Spectral action for a one-parameter family of Dirac-type operators on SU(2) and its inflation model

TL;DR

This paper computes the spectral action for a family of Dirac operators on SU(2), deriving an inflation model from the asymptotic expansion, and provides a method applicable to other Lie groups.

Contribution

It explicitly calculates the spectrum of Dirac Laplacians on SU(2) and derives an inflationary potential from the spectral action, connecting spectral geometry with cosmological models.

Findings

Explicit spectrum computation for Dirac Laplacians on SU(2)

Full asymptotic expansion of the spectral action obtained

Generated inflation potential and slow-roll parameters from spectral data

Abstract

We analyze the Dirac Laplacian of a one-parameter family of Dirac operators on a compact Lie group, which includes the Levi-Civita, cubic, and trivial Dirac operators.
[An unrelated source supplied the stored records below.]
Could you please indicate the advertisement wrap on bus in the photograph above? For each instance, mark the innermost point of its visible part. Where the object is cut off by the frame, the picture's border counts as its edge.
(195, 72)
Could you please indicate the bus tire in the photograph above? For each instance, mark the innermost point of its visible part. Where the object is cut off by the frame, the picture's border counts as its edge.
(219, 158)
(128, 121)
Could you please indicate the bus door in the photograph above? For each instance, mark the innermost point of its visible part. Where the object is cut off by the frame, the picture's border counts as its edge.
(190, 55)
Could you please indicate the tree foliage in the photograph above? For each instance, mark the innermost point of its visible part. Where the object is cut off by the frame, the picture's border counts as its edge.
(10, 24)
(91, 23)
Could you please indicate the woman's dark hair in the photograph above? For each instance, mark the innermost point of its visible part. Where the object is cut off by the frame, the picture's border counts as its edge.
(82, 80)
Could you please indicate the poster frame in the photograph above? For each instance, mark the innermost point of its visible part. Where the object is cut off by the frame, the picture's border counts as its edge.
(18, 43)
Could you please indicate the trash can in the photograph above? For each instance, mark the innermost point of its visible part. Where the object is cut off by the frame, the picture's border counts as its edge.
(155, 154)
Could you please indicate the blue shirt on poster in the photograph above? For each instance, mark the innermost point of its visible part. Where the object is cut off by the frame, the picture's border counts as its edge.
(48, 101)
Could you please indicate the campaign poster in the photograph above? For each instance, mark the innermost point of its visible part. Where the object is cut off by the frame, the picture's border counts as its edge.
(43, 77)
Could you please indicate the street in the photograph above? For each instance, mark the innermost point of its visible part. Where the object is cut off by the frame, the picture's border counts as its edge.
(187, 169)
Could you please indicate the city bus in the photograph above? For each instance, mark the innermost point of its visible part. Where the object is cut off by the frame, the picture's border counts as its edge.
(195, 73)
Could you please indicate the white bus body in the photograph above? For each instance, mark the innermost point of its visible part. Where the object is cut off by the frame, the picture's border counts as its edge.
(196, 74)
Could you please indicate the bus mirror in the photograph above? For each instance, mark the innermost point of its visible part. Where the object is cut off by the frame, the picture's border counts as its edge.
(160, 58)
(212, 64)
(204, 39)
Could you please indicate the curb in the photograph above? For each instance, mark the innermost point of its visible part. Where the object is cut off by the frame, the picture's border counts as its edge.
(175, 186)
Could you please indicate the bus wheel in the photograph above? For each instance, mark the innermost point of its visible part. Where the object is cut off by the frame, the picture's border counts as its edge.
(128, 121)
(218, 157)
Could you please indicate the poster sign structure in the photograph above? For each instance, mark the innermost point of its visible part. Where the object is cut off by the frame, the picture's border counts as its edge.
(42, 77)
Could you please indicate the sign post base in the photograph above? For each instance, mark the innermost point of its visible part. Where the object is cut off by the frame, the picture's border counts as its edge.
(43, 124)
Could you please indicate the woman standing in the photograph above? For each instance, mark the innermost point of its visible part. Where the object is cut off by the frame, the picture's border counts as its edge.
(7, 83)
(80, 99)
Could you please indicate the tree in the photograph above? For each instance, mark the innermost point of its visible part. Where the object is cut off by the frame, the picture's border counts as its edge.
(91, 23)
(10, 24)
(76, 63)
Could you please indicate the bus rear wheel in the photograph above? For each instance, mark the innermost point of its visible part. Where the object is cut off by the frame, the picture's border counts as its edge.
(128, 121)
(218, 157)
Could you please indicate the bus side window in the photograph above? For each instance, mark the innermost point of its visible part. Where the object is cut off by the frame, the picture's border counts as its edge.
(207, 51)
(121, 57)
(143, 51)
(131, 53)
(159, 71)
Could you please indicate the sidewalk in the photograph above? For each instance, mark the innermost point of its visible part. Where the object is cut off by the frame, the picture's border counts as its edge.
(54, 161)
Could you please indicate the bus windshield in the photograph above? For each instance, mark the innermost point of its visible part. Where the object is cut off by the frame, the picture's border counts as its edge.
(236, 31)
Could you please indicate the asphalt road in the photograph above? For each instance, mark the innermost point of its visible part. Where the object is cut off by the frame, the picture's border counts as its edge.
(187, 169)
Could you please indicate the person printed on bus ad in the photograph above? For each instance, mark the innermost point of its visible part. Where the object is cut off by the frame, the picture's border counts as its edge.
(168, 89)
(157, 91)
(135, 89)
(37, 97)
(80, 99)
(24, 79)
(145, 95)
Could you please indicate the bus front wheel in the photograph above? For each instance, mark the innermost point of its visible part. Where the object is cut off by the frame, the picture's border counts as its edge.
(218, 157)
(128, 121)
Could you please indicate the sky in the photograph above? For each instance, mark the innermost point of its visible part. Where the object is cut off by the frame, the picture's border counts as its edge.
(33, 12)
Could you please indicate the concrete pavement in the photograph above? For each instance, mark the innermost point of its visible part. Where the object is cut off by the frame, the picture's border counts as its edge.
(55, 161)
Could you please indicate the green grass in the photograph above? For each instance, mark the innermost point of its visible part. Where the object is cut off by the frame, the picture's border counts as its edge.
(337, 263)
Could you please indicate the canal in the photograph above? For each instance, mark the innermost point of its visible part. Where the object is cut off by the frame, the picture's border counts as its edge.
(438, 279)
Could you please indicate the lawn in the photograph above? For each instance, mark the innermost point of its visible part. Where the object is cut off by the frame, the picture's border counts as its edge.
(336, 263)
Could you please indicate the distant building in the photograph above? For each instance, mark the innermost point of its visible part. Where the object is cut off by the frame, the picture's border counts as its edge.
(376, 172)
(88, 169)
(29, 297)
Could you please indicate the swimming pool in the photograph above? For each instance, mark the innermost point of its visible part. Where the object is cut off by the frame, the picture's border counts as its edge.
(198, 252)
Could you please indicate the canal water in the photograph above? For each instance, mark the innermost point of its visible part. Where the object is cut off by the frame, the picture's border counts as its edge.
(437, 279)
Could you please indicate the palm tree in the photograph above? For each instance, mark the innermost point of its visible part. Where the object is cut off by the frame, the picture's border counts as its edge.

More specifically, we describe the Dirac Laplacian action on any Clifford module in terms of the action of the Lie algebra's Casimir element on finite-dimensional irreducible representations of the Lie group. Using this description of the Dirac Laplacian, we explicitly compute spectrum for the one-parameter family of Dirac Laplacians on SU(2), and then using the Poisson summation formula, the full asymptotic expansion of the spectral action. The technique used to explicitly compute the spectrum applies more generally to any Lie group where one can concretely describe the weights and corresponding irreducible representations, as well as decompose tensor products of an irreducible representation with the Weyl representation into irreducible components. Using the full asymptotic expansion of the spectral action, we generate the inflation potential and slow-roll parameters for the corresponding pure gravity inflationary theory.